Cross-Validation Tool
The Cross-Validation tool compares the performance of one or more Alteryx-generated predictive models using the process of cross-validation. It supports all classification and regression models.
This tool uses the R tool. Go to Options > Download Predictive Tools and sign in to the Alteryx Downloads and Licenses portal to install R and the packages used by the R Tool.
Gallery tool
This tool is not automatically installed with Alteryx Designer or the R tools. To use this tool, download it from the Alteryx Analytics Gallery.
Among predictive modelers, cross-validation is frequently preferred over other model evaluation methods because it does not require the use of a separate test set and generates more robust estimates of model quality.

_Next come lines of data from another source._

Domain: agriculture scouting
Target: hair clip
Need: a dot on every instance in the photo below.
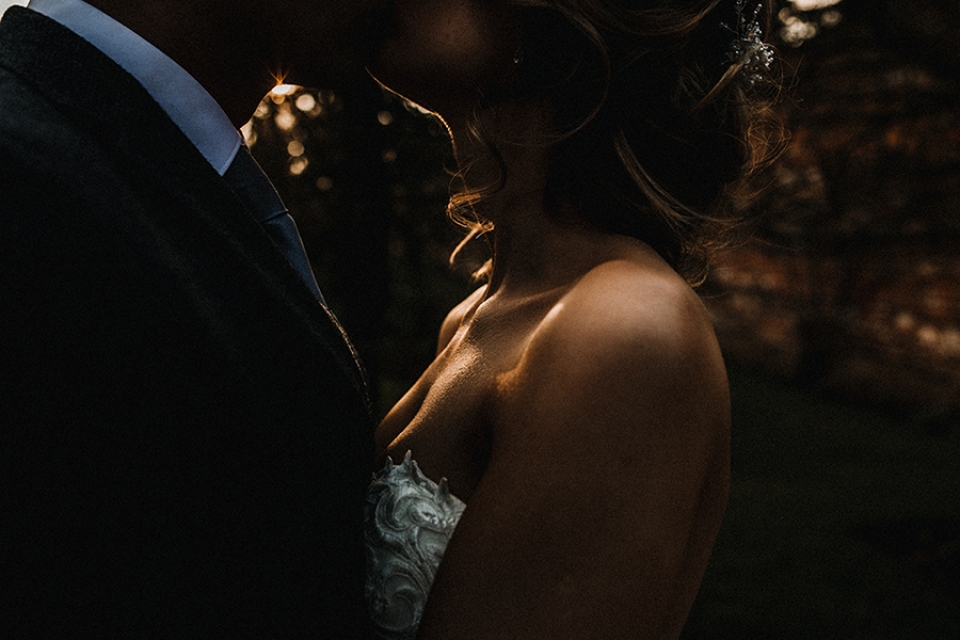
(748, 51)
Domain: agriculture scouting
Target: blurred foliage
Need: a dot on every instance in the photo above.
(366, 175)
(858, 226)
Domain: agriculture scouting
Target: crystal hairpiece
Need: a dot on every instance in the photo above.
(748, 50)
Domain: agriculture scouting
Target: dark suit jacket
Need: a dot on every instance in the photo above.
(184, 433)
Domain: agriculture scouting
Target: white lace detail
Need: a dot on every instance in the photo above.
(409, 521)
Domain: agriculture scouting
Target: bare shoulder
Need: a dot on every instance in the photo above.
(608, 474)
(634, 340)
(455, 318)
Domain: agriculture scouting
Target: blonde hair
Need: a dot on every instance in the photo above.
(657, 130)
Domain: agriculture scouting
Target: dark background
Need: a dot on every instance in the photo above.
(840, 319)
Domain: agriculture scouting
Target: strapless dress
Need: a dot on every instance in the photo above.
(409, 521)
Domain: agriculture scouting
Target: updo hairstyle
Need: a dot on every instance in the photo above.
(655, 125)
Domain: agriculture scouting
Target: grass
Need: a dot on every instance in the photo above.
(843, 522)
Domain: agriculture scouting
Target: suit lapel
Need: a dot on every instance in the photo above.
(119, 112)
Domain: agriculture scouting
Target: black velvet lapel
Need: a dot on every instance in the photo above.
(84, 82)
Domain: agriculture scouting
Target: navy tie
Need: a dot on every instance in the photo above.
(254, 189)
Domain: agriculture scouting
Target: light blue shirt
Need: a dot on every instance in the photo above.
(187, 103)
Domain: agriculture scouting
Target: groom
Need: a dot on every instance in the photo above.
(185, 436)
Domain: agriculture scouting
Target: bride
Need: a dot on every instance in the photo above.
(578, 407)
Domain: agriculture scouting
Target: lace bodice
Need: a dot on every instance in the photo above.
(409, 521)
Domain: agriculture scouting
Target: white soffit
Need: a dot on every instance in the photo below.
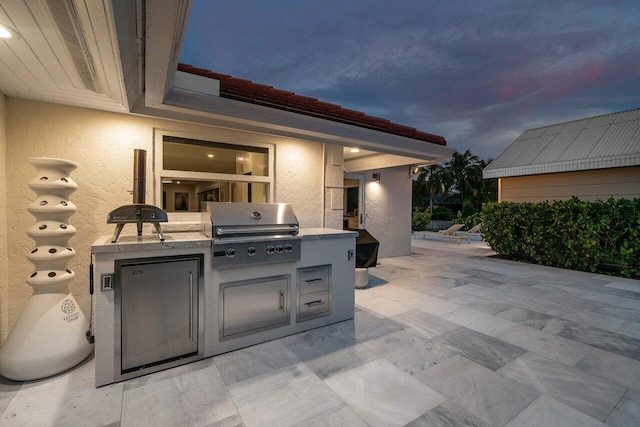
(608, 141)
(67, 54)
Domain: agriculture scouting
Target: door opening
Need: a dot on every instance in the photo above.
(353, 206)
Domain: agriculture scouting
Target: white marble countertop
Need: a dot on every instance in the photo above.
(128, 243)
(325, 233)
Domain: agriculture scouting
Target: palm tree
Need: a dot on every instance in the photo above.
(466, 173)
(436, 180)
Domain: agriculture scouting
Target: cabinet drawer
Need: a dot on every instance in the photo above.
(313, 305)
(314, 280)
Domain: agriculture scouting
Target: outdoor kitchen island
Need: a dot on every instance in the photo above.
(164, 304)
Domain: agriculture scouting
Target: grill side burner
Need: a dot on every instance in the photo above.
(251, 233)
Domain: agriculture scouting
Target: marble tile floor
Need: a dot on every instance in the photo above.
(447, 336)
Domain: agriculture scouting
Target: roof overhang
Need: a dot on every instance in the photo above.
(619, 161)
(132, 50)
(168, 97)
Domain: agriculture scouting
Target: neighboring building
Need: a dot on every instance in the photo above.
(94, 84)
(593, 158)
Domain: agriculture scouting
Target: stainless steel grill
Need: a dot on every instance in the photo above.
(251, 233)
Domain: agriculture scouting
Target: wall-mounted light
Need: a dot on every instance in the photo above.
(7, 32)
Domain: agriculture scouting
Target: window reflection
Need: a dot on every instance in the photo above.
(181, 195)
(183, 154)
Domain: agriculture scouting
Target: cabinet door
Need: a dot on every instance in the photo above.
(252, 307)
(159, 309)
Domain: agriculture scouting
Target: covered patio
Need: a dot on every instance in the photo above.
(445, 336)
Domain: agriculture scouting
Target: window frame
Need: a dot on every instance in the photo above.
(159, 172)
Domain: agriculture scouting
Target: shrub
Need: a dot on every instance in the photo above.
(420, 220)
(441, 213)
(600, 236)
(468, 221)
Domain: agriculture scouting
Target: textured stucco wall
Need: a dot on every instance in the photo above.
(388, 210)
(299, 169)
(103, 143)
(4, 275)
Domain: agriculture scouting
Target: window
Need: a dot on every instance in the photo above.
(192, 170)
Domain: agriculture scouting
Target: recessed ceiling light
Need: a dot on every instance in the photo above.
(8, 32)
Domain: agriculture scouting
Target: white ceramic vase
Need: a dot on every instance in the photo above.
(49, 336)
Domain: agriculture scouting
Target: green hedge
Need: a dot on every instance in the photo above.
(600, 236)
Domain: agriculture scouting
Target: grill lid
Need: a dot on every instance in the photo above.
(224, 221)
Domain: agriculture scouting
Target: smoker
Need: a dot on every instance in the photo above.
(137, 213)
(251, 233)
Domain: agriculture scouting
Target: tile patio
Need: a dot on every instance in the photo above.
(446, 336)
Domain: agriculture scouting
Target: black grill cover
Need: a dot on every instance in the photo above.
(366, 249)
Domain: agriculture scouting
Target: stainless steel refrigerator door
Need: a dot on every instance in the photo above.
(159, 309)
(254, 306)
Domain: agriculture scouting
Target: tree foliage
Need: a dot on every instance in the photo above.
(461, 177)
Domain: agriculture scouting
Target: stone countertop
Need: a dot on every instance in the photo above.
(325, 233)
(128, 243)
(147, 242)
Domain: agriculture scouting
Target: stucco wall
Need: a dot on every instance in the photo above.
(4, 275)
(586, 185)
(388, 210)
(103, 143)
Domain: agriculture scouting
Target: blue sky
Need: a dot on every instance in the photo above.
(478, 73)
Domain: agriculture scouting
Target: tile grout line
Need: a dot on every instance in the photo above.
(616, 405)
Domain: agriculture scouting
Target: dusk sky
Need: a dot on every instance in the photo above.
(478, 73)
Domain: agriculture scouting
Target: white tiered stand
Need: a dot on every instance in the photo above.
(49, 336)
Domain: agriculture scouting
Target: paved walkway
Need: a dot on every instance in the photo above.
(446, 336)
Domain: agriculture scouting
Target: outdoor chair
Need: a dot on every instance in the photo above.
(449, 233)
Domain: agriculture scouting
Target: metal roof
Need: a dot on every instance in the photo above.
(607, 141)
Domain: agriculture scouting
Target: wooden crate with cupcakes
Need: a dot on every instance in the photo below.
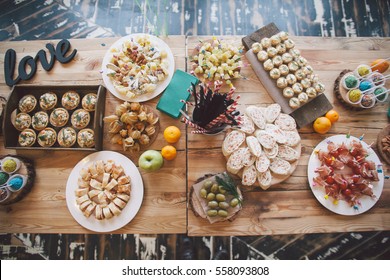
(55, 117)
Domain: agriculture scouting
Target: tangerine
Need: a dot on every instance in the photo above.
(332, 115)
(322, 125)
(172, 134)
(380, 65)
(168, 152)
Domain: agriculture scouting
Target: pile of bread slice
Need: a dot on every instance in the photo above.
(265, 147)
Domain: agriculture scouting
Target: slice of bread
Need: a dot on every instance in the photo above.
(235, 163)
(265, 139)
(253, 145)
(280, 166)
(249, 175)
(272, 112)
(255, 113)
(286, 122)
(264, 179)
(232, 142)
(287, 153)
(262, 163)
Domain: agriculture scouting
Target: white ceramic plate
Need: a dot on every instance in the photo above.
(132, 207)
(160, 86)
(343, 207)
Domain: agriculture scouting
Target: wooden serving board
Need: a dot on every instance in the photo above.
(303, 115)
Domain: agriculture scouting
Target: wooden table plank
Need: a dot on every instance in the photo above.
(44, 209)
(290, 207)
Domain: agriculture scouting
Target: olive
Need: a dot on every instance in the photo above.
(222, 213)
(214, 188)
(222, 190)
(223, 205)
(213, 204)
(234, 202)
(210, 196)
(220, 197)
(203, 193)
(207, 185)
(212, 213)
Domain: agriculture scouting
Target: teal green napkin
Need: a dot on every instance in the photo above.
(176, 90)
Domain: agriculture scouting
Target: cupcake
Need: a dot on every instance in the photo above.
(281, 48)
(265, 43)
(277, 61)
(59, 117)
(268, 65)
(284, 69)
(70, 100)
(288, 92)
(297, 88)
(262, 56)
(80, 118)
(291, 79)
(274, 73)
(27, 103)
(86, 138)
(311, 92)
(294, 102)
(27, 138)
(40, 120)
(271, 51)
(89, 102)
(256, 47)
(22, 121)
(48, 101)
(350, 82)
(293, 66)
(47, 137)
(67, 137)
(281, 82)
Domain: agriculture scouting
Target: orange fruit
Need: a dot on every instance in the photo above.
(322, 125)
(332, 115)
(380, 65)
(168, 152)
(172, 134)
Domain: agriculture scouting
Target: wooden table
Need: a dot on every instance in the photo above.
(44, 209)
(290, 207)
(286, 208)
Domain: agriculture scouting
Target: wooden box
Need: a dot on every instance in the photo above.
(11, 134)
(303, 115)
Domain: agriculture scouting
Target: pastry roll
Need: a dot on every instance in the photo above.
(277, 61)
(124, 188)
(124, 197)
(262, 56)
(95, 184)
(114, 209)
(81, 192)
(120, 203)
(89, 210)
(274, 73)
(281, 82)
(107, 213)
(123, 180)
(112, 184)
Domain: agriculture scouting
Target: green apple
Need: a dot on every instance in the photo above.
(150, 160)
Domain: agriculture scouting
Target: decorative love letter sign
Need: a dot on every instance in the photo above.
(59, 53)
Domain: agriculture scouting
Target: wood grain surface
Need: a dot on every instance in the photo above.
(290, 207)
(44, 210)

For all classification models, the tool provides the overall accuracy, the accuracy by class, and a set of confusion matrices (one for each model). Additionally, the tool reports the F1 score and a collection of Performance Diagnostic Plots (lift curve, gain chart, precision versus recall curves and ROC curve) for binary classification models. For regression models, the tool generally provides the correlation between predicted and actual values, the root mean square error (RMSE), the mean absolute error (MAE), the mean percentage error (MPE), and the mean absolute percentage error (MAPE) of each model's predictions. But when at least one target value is near 0, the MPE and the MAPE are undefined. In that case, the MPE is replaced with the sum of the errors over the sum of the actual values, and the sum of the absolute errors divided by the sum of the actual values (that is, the Weighted Absolute Percentage Error) replaces the MAPE. Additionally, the tool always provides a plot of actual versus predicted values in the regression case.
Connect inputs
The Cross-Validation tool requires two inputs:
- M anchor: Either a single Alteryx-generated predicted model, or the union of two or more such models. These models should all have been generated using the same dataset.
- D anchor: The dataset used to generate the above models.
Configure the tool
- Number of trials: Enter the number of times you would like the cross-validation procedure to be repeated. Choosing a smaller number of trials will speed up the tool, but a larger number will give you a more robust estimate of your models' quality.

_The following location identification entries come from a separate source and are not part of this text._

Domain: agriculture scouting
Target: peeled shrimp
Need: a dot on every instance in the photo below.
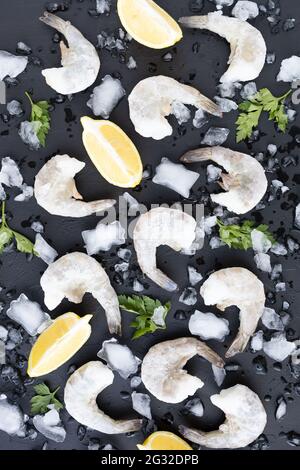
(81, 392)
(79, 60)
(162, 226)
(245, 420)
(248, 47)
(73, 275)
(245, 183)
(162, 368)
(240, 287)
(55, 189)
(151, 101)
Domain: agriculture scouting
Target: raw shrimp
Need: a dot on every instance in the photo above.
(81, 392)
(248, 47)
(73, 275)
(162, 226)
(55, 189)
(240, 287)
(80, 61)
(151, 100)
(245, 183)
(162, 368)
(245, 420)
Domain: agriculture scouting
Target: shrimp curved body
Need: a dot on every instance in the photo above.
(162, 226)
(248, 47)
(73, 275)
(240, 287)
(81, 392)
(245, 182)
(151, 101)
(245, 420)
(55, 189)
(162, 369)
(80, 61)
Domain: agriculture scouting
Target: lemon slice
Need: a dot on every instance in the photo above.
(58, 343)
(112, 152)
(148, 24)
(164, 440)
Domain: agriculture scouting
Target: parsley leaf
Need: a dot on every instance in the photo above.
(239, 236)
(43, 398)
(144, 307)
(251, 109)
(41, 118)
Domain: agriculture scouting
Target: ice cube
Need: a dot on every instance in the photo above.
(103, 237)
(194, 276)
(278, 348)
(289, 70)
(28, 314)
(181, 112)
(50, 426)
(106, 96)
(208, 326)
(215, 136)
(44, 250)
(119, 358)
(141, 404)
(245, 10)
(175, 176)
(11, 65)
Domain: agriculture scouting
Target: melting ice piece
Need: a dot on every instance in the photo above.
(141, 404)
(11, 416)
(175, 176)
(11, 65)
(278, 348)
(29, 315)
(208, 326)
(103, 237)
(44, 250)
(50, 426)
(106, 96)
(119, 358)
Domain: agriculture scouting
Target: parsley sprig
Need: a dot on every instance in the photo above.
(43, 398)
(144, 308)
(40, 117)
(7, 235)
(251, 109)
(239, 236)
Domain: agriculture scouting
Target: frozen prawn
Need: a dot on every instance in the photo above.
(245, 183)
(73, 275)
(248, 47)
(162, 368)
(151, 101)
(240, 287)
(55, 189)
(80, 61)
(81, 392)
(245, 420)
(162, 226)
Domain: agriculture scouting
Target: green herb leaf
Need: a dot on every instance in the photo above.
(43, 398)
(239, 236)
(144, 308)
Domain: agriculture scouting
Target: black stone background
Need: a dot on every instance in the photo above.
(19, 22)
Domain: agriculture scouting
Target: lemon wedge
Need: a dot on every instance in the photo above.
(164, 440)
(58, 343)
(148, 24)
(112, 152)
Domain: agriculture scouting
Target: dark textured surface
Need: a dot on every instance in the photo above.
(19, 22)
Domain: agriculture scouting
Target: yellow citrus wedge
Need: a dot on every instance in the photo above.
(58, 343)
(164, 440)
(148, 24)
(112, 152)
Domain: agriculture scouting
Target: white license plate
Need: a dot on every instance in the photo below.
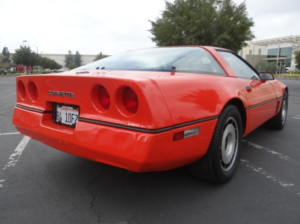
(67, 115)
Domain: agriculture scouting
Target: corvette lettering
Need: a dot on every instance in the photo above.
(63, 94)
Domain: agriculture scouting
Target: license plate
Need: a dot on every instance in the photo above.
(66, 114)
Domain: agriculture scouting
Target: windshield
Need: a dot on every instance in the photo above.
(182, 59)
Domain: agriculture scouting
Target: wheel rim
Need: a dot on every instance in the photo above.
(284, 111)
(229, 144)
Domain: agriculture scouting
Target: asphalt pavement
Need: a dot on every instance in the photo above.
(39, 184)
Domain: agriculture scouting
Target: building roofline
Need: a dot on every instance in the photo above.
(286, 39)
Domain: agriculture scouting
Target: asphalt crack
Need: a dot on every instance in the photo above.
(94, 198)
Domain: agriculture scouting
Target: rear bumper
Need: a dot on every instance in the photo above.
(132, 150)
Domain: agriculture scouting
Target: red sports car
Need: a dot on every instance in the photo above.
(154, 109)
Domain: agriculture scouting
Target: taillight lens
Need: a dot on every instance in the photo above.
(104, 97)
(177, 136)
(32, 91)
(130, 100)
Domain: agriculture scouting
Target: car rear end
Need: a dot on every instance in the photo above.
(111, 119)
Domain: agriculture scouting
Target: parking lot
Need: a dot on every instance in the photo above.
(39, 184)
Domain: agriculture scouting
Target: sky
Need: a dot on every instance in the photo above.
(115, 26)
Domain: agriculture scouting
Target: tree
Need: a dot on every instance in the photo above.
(77, 59)
(24, 56)
(72, 61)
(100, 56)
(296, 51)
(6, 55)
(200, 22)
(48, 63)
(265, 66)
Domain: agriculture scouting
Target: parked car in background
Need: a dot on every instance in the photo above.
(154, 109)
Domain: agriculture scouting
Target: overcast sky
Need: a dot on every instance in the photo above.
(114, 26)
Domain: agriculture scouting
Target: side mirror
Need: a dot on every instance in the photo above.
(264, 76)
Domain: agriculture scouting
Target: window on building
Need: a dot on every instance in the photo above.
(259, 51)
(286, 52)
(283, 52)
(240, 68)
(272, 53)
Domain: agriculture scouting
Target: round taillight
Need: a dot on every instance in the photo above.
(130, 100)
(21, 90)
(103, 97)
(32, 91)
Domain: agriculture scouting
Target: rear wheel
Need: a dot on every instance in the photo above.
(220, 161)
(279, 120)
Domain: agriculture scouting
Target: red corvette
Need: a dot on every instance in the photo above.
(154, 109)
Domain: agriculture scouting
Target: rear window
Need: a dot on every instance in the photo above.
(180, 59)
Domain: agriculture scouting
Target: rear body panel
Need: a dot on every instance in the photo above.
(169, 102)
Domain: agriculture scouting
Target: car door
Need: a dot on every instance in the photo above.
(260, 95)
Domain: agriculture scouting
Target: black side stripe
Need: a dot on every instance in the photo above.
(128, 127)
(260, 104)
(145, 129)
(34, 110)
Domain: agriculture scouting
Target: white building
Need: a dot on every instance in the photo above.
(279, 50)
(60, 59)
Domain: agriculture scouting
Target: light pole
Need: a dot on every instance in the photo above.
(37, 52)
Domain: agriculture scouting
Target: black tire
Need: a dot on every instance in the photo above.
(215, 166)
(279, 120)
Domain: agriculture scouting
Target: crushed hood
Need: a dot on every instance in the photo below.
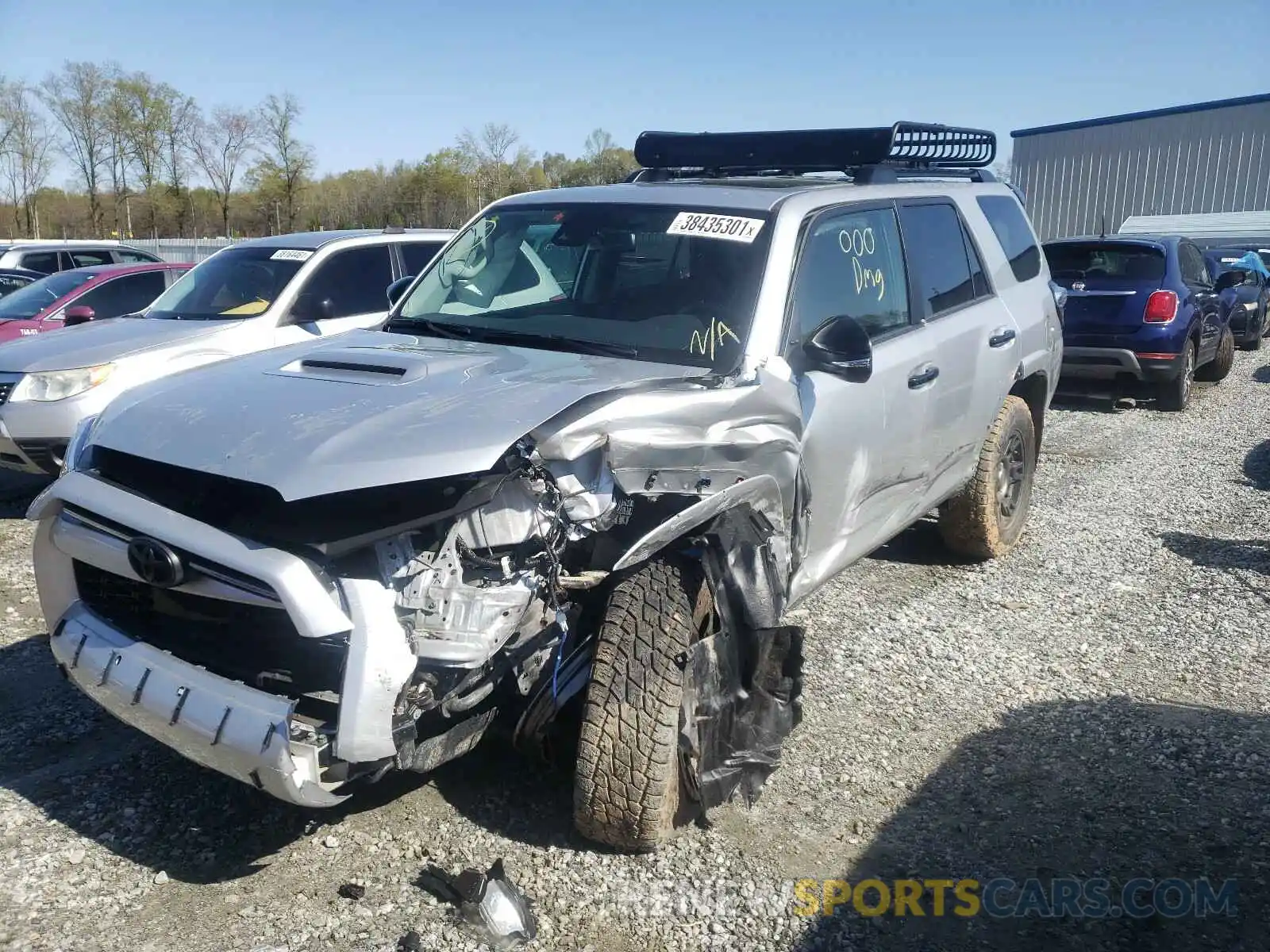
(99, 342)
(368, 409)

- Number of folds: Enter the number of subsets to split the data into. An analogous tradeoff to Number of trials also exists for the number of folds.
-
Select the Type of model.
- Classification: These models predict categories like yes/no.

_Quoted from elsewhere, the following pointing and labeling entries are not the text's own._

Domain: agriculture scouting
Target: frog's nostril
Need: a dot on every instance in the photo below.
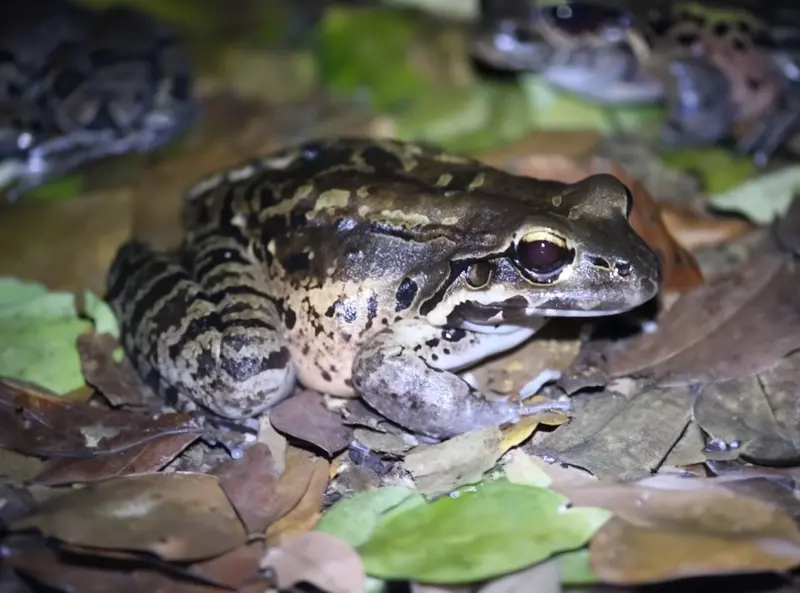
(599, 262)
(623, 268)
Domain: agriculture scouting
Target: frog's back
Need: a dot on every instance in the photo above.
(404, 187)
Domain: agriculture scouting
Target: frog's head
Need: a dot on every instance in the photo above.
(574, 256)
(581, 46)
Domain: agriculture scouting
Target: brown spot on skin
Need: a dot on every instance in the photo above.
(753, 84)
(738, 44)
(721, 29)
(453, 335)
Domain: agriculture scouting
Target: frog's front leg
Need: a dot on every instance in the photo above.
(404, 373)
(207, 332)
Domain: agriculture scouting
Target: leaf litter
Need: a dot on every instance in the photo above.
(334, 496)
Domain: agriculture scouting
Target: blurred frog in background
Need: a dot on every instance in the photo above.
(719, 68)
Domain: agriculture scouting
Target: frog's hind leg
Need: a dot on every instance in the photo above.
(404, 373)
(207, 332)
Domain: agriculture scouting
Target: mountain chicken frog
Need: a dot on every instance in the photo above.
(372, 268)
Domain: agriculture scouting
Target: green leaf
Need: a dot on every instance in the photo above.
(63, 187)
(718, 168)
(367, 50)
(554, 109)
(576, 569)
(353, 519)
(764, 198)
(495, 529)
(38, 330)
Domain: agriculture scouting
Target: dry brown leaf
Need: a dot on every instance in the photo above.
(317, 558)
(118, 382)
(305, 417)
(441, 468)
(737, 326)
(69, 572)
(33, 421)
(139, 459)
(695, 230)
(680, 270)
(250, 484)
(659, 534)
(614, 436)
(175, 516)
(235, 569)
(759, 412)
(305, 514)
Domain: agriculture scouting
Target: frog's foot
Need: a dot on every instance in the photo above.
(698, 102)
(769, 134)
(209, 334)
(404, 373)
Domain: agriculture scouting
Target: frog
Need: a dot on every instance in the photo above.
(78, 85)
(373, 268)
(720, 70)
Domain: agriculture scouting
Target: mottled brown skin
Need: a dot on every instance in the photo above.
(78, 85)
(373, 268)
(716, 67)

- Regression: These models predict numerical quantities like sales totals.
- Should stratified cross-validation be used?: Stratified cross-validation is a special type of cross-validation that creates folds with the same probability distribution as the larger dataset. For example, in a dataset where 80% of the target values are “No,” and 20% are “Yes,” each fold would have roughly 80% “No” responses and 20% “Yes” ones. Stratified cross-validation is frequently recommended when the target variable is imbalanced.
- Name of the positive class: (Optional) This configuration option is only relevant in binary (two-class) classification. Some of the measures reported for binary classification, such as the F1 score, require a distinction between a positive class (such as “Yes”) and a negative class (such as “No”). However, this configuration option is not required. If you leave it blank when using the tool with binary classification models, the tool will choose one of the classes as the positive one.
- Value of seed: To create reproducible results, you can select the seed used by the random number generator that dictates which records get sorted into which folds. Changing the seed will change the folds' compositions.
View the output
- D anchor: This output provides the actual data values as well as their predictions.
- F anchor: This output reports various model fit measures, depending on model type.
- R anchor: A summary report containing the average fit measures for each trial, as well as graphs where a single curve is presented for each model.